Osez le féminisme ! saisit les Prud’hommes contre Miss France
Protester verbalement, année après année, contre un concours considéré comme « rétrograde » et « sexiste » ne suffisait plus. Cette fois, Osez le féminisme ! passe à l’étape supérieure. Accompagnée de trois demanderesses (qui préfèrent garder l’anonymat), l’organisation féministe universaliste intente une action aux prud’hommes contre Miss France. La requête aux fins de saisine, envoyée vendredi 15 octobre au CPH de Bobigny, vise Endemol Productions, la société qui organise le concours et l’émission diffusée sur TF1 chaque année, ainsi que la société Miss France en tant que co-employeur. « Nous avons beau protester chaque année contre ce concours qui véhicule des valeurs sexistes, rien ne change jamais, justifie Alyssa Ahrabare, la présidente de l’association. Cet effort de sensibilisation ne suffisant plus, nous avons décidé d’utiliser le droit pour faire avancer la cause des femmes. » Les griefs d’Osez le féminisme ! sont triples : la participation au célèbre concours de beauté reviendrait à livrer une prestation de travail ; le règlement imposé par Miss France comporterait des clauses discriminantes ; postuler au poste de Miss France relèverait de la discrimination à l’embauche.
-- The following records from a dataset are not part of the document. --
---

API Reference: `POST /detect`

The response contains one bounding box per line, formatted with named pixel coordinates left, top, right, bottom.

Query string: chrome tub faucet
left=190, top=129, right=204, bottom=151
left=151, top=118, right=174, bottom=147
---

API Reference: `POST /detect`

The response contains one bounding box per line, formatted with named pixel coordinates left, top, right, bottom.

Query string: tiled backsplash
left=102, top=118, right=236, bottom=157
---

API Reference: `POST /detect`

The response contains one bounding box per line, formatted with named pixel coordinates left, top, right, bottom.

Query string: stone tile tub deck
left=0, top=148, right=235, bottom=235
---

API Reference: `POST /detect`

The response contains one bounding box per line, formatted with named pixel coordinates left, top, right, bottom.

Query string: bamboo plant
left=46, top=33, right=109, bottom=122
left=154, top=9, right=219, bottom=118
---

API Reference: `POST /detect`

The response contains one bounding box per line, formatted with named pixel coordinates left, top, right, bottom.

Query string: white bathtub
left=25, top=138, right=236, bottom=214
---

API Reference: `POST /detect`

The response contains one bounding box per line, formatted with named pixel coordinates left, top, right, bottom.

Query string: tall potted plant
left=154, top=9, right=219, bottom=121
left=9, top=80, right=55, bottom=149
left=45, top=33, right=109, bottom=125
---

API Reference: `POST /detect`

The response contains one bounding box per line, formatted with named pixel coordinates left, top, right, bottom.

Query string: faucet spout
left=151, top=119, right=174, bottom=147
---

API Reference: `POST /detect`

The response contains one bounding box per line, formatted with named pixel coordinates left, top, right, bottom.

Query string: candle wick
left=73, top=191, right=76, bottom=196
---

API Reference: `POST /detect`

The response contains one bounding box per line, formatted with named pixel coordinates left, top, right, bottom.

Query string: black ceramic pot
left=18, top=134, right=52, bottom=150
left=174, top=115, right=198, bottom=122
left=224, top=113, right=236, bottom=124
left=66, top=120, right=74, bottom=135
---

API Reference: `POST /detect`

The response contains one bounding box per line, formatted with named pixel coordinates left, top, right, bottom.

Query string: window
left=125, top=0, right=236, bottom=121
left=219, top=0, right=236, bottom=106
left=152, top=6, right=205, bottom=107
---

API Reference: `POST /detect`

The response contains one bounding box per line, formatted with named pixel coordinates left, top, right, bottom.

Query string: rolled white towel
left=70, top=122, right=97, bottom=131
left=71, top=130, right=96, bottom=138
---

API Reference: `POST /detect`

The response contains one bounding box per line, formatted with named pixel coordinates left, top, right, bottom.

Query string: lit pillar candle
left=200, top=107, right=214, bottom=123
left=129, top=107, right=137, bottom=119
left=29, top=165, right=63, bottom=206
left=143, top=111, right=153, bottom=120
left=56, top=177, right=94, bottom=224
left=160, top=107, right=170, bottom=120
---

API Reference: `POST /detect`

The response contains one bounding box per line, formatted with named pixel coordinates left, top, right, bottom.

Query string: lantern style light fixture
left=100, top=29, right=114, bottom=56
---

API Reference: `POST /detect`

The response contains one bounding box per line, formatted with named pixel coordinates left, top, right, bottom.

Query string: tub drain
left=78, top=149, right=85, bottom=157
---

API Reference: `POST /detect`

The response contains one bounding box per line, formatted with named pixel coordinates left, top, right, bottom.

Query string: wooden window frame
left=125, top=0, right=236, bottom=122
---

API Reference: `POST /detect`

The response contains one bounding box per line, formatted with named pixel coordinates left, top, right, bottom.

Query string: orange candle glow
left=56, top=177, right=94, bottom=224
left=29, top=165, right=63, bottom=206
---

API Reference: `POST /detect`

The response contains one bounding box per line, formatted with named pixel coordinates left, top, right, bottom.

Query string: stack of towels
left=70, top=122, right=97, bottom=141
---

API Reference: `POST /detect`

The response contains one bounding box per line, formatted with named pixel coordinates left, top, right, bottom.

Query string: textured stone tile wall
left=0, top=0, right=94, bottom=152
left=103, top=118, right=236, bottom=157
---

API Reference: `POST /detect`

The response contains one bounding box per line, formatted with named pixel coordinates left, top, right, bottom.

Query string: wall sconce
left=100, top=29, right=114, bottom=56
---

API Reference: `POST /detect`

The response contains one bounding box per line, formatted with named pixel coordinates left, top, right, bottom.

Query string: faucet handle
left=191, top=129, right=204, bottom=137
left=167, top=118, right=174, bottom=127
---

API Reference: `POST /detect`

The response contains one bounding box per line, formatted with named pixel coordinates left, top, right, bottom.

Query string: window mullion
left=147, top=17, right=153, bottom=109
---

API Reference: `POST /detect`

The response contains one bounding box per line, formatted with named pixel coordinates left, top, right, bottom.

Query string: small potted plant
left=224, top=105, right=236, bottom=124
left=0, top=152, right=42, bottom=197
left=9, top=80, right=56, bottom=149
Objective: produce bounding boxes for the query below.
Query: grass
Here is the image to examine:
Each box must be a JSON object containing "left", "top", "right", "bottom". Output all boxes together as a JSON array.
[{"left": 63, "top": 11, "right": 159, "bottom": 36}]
Du point de vue des requérantes, la relation contractuelle commencerait dès la signature du formulaire de participation à la préparation des spectacles à l’échelon local, lorsque les jeunes femmes prétendent remporter l’élection qui leur permettra de représenter leur région au niveau national. Dès ce stade, les candidates doivent donner de leur temps « sans rapport avec la vie privée » pour se prêter à des répétitions et des prestations qui, in fine, les mènera à la réalisation d’une « émission à valeur économique » – un « show ». Selon Violaine de Filippis-Abate, l’avocate d’Osez le féminisme !, la relation de travail entre les « meneuses de revue » (terme employé par Endemol), et la société de production (entité du groupe Banijay, géant français de la production audiovisuelle) devrait faire d’autant moins de doutes qu’un arrêt de la Cour de cassation de 2013 concernant « Mister France » – une compétition similaire réservée aux hommes – l’a déjà établi.
Autre élément tendant à prouver le lien de subordination : les candidates doivent se plier à un certain nombre d’obligations, y compris en dehors des répétitions ou des enregistrements
Autre élément tendant à prouver le lien de subordination : les candidates doivent se plier à un certain nombre d’obligations, y compris en dehors des répétitions ou des enregistrements. Ainsi, elles sont sommées de ne pas boire d’alcool ou consommer des substances illégales en public, et, d’une manière générale, sont priées d’adopter un comportement qui ne soit pas « contraire aux bonnes mœurs, à l’ordre public ou à l’esprit du concours basé sur des valeurs d’élégance ». En cas de manquement, elles s’exposent à être disqualifiées.